Bislang konnte man sich, wenn nicht gerade Streik war, auch bei der Süddeutschen Zeitung auf diese Ordnung verlassen. Heute morgen war das anders: Wo sonst die Wirtschaft beginnt, also auf der ersten Seite des dritten Buchs, sprang den Lesern ein ganzseitiges Inserat von Microsoft ins Auge. Hatte die SZ die Aufmacherseite an den Werbekunden verscherbelt? Im Ergebnis ja, aber ob das Absicht war, ist nicht ganz klar. Fakt ist, dass die Aufmacherseite der Wirtschaft dort hin gerutscht war, wo man die Medienseite erwartet, nämlich auf die vorletzte Seite von Buch 2, also ins Feuilleton. Medien und Wissen fanden sich wiederum davor. Die Reihenfolge stimmte, nur der angestammte Platz nicht.
Warum das nicht unbedingt Absicht gewesen sein muss? Weil sich das gleiche Phänomen weiter hinten im Blatt noch einmal wiederholt, und zwar ganz ohne Not: Auch das Buch mit den Gast-Seiten der New York Times ist zerrissen und beginnt mit einer dritten statt der ersten Seite. Die Seiten 1 und 2 bilden den Schluss des „Mobilen Lebens“, also der Auto- und Gadget-Seiten. Dafür hingen je eine Seite „Kinder- und Jugendsachbuch“ und Fernsehprogramm wie ein Wurmfortsatz an der NYT. Hätte man die ans Mobile Leben geflanscht, hätte der Leser die amerikanischen Seiten am Stück bekommen. Es gab schlichtweg keinen Inserenten, dem die Redaktion mit dieser seltsamen Aktion einen Gefallen hätte tun können.

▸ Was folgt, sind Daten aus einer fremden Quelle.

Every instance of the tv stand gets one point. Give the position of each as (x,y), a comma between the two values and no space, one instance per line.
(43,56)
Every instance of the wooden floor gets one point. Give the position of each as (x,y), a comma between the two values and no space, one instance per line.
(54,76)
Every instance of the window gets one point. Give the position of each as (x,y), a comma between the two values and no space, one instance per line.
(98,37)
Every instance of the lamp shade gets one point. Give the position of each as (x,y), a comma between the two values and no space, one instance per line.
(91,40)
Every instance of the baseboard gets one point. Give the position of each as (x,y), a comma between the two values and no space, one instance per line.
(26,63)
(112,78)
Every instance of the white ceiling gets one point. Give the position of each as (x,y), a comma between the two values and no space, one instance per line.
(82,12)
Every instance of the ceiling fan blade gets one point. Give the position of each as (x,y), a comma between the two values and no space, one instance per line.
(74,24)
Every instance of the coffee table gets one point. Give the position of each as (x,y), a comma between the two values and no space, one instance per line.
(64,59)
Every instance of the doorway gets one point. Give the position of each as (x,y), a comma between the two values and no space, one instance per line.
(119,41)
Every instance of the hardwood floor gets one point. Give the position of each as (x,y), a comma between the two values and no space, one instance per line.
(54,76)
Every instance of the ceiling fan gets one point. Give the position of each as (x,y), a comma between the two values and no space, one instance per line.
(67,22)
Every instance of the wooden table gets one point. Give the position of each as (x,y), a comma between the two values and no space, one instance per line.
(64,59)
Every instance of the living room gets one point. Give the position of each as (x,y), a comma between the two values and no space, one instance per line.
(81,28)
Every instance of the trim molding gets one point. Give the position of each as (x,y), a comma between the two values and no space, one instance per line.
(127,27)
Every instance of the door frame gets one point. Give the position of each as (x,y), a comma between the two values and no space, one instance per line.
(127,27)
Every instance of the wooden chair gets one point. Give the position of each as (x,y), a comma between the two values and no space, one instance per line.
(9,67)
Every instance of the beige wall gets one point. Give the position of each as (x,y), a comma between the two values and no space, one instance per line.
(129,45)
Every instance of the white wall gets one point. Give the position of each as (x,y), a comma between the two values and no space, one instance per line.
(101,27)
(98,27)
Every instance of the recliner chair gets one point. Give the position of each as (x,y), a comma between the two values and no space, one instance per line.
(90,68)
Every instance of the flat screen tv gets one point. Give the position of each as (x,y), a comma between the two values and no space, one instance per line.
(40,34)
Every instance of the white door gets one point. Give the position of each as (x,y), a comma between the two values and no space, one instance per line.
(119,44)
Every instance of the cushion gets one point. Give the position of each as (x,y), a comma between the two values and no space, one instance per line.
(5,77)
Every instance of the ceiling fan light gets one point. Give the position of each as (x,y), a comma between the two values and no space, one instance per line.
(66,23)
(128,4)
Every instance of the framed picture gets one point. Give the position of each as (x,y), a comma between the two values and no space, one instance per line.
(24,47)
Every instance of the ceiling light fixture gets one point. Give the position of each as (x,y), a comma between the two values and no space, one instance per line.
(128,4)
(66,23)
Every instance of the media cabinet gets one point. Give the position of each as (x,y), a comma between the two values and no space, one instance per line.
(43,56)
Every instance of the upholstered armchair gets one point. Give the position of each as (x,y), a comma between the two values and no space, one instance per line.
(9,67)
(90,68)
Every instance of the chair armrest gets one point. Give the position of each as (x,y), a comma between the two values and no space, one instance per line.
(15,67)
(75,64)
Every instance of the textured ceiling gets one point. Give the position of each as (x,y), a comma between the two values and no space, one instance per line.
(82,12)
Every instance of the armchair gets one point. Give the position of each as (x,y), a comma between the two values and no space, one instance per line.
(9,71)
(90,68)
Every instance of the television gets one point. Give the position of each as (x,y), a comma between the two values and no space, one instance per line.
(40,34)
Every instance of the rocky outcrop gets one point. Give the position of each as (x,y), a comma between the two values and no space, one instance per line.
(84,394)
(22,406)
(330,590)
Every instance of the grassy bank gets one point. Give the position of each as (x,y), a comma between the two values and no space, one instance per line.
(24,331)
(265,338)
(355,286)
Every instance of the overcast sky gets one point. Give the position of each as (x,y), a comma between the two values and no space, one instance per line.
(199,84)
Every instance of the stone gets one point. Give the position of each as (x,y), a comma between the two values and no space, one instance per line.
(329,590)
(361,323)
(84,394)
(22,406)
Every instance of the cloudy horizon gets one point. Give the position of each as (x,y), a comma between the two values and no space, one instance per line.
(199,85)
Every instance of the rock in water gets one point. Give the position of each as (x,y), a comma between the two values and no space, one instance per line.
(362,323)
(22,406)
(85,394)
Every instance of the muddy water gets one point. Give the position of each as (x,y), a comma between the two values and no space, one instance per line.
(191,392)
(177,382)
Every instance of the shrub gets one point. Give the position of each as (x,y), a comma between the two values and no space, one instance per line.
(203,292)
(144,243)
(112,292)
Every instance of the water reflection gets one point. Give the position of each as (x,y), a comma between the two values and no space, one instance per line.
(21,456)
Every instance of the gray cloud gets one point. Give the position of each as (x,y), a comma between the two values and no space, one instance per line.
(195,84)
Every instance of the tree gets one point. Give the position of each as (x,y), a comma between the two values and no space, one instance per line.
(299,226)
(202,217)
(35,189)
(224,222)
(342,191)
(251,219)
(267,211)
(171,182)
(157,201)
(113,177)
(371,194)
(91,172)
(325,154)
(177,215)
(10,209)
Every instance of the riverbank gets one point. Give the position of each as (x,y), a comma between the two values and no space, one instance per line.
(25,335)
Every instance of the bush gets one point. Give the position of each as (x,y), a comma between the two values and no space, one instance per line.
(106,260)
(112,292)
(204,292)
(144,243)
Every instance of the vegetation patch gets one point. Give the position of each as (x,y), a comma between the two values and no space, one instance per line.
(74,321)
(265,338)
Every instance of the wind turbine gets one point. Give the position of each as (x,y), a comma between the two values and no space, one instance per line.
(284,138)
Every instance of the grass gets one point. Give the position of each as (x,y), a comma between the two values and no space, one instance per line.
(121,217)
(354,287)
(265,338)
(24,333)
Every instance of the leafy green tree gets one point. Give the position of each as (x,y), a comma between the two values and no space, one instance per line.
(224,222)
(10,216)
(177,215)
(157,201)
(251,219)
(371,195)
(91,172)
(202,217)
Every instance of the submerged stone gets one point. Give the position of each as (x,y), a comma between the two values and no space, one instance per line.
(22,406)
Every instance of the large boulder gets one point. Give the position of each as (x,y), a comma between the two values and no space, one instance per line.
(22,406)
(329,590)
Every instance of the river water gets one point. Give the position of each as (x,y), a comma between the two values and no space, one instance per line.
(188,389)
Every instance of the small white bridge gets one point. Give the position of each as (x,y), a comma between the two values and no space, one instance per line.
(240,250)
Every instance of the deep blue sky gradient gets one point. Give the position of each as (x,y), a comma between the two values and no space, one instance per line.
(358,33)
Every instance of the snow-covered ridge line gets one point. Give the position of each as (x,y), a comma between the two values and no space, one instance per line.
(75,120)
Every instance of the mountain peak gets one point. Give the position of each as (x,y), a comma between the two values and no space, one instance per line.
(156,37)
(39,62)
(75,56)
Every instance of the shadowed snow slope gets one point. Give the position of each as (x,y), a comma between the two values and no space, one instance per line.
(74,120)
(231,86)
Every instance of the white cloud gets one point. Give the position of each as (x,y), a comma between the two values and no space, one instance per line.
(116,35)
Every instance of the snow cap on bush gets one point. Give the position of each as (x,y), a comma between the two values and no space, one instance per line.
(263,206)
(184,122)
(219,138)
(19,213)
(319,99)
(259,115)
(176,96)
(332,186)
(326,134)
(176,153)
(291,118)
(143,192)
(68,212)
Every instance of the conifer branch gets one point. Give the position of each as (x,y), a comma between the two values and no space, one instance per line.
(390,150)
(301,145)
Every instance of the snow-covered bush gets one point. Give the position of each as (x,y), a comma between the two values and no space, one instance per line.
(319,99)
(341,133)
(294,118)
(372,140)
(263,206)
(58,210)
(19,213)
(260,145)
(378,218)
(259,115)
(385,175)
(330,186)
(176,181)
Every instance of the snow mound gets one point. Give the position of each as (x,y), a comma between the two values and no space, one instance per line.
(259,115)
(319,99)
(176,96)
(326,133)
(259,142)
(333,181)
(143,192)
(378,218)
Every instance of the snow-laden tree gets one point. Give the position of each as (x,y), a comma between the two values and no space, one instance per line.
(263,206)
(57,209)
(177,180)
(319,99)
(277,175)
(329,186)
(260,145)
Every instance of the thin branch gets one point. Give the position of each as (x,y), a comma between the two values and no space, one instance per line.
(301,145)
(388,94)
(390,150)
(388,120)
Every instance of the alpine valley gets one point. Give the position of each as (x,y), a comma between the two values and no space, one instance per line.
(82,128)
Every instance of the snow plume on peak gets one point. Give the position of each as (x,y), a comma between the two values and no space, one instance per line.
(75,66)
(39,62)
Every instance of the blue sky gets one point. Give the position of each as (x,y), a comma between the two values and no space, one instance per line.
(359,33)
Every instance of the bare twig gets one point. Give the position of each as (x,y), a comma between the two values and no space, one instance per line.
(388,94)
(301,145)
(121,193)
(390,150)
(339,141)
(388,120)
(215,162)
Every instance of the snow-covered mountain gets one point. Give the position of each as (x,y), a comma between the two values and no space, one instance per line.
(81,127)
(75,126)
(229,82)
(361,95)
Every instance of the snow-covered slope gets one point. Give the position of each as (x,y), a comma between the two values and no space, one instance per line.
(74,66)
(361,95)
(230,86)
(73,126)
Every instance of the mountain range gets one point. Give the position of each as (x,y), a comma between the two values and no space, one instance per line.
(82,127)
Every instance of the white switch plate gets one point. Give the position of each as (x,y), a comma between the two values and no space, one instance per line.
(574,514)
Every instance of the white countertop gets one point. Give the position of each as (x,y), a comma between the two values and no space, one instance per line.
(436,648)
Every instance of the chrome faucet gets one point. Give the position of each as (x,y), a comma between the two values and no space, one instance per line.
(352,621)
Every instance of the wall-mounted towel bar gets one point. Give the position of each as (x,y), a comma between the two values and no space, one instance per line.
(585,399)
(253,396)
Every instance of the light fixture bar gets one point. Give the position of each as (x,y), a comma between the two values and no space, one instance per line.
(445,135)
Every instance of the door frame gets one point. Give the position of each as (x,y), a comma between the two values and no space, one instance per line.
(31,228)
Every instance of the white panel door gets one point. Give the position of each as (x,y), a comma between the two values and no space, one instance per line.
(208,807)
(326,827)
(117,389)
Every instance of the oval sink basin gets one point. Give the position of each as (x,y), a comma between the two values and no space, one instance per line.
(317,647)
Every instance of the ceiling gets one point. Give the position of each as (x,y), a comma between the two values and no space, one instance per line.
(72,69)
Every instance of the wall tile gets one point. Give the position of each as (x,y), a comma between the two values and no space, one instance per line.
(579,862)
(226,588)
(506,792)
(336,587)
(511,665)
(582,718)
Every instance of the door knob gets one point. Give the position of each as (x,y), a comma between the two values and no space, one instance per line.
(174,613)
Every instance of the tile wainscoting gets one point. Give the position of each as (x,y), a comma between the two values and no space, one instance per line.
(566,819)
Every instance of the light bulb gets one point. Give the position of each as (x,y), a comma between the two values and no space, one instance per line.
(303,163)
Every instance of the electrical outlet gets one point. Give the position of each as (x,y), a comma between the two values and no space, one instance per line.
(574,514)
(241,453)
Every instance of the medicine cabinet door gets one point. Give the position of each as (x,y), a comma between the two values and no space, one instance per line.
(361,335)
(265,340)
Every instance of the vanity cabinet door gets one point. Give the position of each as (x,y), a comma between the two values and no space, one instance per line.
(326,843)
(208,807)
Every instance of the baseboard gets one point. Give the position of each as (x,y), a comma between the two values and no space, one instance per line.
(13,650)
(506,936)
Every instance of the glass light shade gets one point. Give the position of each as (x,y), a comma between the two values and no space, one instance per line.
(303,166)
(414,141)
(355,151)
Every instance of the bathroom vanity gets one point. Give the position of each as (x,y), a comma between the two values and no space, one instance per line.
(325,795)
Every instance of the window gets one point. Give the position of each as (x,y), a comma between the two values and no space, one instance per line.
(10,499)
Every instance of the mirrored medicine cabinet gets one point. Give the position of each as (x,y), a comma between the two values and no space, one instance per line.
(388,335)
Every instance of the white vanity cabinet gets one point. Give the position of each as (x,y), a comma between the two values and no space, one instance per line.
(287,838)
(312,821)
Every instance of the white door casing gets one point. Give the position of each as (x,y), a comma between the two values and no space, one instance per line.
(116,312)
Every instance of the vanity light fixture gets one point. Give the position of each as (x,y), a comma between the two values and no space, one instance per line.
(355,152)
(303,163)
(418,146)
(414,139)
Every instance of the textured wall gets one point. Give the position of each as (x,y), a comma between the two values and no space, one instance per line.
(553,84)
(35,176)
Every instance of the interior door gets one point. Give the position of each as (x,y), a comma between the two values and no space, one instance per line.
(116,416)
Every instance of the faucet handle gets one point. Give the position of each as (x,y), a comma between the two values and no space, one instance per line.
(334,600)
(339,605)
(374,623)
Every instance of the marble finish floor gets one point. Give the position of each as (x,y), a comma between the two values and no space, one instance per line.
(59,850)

Aber bei der SZ wundert mich eh nichts mehr. Wenn der prominente Foto-Platz auf Seite 1 inzwischen nicht mehr dem aktuellen Nachrichten-Aufmacher vorbehalten ist, sondern beliebig mit Schmuckbildern gefüllt wird – bis hin zu einem Teaser für eine Asterix-Sonderseite im Panorama – dann weiß man, dass die Boulevardisierung der Tagespresse nicht mehr zu stoppen ist. Gegen dieses Infotainment, für das Relevanz kein Kriterium mehr zu sein scheint, ist die Zerstörung der klaren Buchstruktur ein kleiner Schönheitsfehler.